I'd be curious why you say this?

Regarding public models, my experience is that openai coding models are smarter and better at challenging engineering/math/algorithm heavy tasks (which is generally reflected in benchmarks), whereas claude will run longer without stopping which can be useful for automating easier more rote tasks. So on net, I tend to think that openai models are more useful for frontier lab research automation, but curious if/why you disagree.

A. S.'s avatar

Agree with this!
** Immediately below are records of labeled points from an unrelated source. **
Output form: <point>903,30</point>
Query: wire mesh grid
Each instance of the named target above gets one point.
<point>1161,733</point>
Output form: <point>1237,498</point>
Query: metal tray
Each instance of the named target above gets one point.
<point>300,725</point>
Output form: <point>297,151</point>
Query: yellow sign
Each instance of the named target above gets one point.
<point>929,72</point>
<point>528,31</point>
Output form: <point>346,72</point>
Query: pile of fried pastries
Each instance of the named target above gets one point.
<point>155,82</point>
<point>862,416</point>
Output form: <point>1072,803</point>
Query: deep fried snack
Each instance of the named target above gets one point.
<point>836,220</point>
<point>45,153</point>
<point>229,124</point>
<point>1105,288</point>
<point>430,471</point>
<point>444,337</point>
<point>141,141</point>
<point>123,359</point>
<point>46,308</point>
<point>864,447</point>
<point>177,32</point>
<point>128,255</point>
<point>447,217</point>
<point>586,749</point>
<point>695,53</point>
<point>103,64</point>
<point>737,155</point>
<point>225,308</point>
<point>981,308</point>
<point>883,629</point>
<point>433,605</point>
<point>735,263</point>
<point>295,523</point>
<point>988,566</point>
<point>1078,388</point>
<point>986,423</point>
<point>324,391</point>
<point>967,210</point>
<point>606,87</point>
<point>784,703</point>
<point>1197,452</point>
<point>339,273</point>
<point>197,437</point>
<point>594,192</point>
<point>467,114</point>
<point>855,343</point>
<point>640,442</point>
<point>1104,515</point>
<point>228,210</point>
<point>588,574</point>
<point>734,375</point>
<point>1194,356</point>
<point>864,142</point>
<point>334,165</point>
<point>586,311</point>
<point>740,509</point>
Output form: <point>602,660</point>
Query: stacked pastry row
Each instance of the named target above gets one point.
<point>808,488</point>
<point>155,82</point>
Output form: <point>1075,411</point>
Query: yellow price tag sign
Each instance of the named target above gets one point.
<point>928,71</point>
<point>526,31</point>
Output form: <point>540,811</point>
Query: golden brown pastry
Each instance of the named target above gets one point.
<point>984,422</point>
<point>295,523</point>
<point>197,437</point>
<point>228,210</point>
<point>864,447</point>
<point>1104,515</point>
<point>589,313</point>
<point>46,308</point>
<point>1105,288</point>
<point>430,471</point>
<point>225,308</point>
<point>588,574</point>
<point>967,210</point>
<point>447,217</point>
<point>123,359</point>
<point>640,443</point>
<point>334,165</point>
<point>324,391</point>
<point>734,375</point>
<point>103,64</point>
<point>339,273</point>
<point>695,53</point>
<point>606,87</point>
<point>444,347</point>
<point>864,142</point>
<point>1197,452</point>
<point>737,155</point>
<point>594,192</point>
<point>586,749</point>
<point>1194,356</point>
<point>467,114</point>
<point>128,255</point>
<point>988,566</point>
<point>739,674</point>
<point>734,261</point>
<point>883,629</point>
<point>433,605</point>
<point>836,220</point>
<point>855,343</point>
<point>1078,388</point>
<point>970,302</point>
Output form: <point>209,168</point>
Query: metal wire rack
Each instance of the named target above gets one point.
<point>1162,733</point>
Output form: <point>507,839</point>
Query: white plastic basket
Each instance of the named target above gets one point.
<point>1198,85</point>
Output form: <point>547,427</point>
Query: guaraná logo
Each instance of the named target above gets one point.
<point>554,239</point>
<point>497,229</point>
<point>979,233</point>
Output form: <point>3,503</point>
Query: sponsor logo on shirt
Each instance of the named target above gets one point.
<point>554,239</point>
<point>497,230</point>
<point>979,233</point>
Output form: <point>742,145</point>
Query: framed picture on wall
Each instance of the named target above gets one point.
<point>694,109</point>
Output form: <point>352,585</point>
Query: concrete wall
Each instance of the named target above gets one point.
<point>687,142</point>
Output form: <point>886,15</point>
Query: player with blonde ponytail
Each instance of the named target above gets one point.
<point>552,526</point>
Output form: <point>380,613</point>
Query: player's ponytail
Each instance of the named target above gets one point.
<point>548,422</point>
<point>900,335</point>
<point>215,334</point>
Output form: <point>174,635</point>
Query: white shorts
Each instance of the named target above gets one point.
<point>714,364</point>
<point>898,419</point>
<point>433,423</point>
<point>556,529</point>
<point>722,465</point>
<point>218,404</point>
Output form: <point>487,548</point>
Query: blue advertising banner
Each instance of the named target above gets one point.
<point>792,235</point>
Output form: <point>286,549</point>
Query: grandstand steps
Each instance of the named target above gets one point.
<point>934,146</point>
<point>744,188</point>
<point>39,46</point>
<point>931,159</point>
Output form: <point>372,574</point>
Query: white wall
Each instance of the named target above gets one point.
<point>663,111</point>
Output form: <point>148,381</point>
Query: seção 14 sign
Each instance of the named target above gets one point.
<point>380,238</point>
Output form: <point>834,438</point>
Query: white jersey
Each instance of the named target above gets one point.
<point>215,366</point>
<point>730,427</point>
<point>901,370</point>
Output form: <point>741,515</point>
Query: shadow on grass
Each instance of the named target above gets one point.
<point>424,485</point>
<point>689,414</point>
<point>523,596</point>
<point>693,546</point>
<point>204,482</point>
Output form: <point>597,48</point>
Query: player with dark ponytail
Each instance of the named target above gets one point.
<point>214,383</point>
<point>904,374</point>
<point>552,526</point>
OpenAI models have a far more frequent tendency to "give up", a consequence of a higher length penalty perhaps?

Despite that, GPT-5.4-Thinking xhigh seems to be better at catching bugs and architecting correct systems when compared to Claude-Opus-4.6.

Uzay's avatar

> I expect the situation with AI cyber capabilities will seem extreme to security professionals and to maintainers of commonly-used software that tries to be secure (e.g. Chrome, Linux, etc), but will have almost no direct effect on random people in the US and won’t even have much effect on software engineers at big tech companies.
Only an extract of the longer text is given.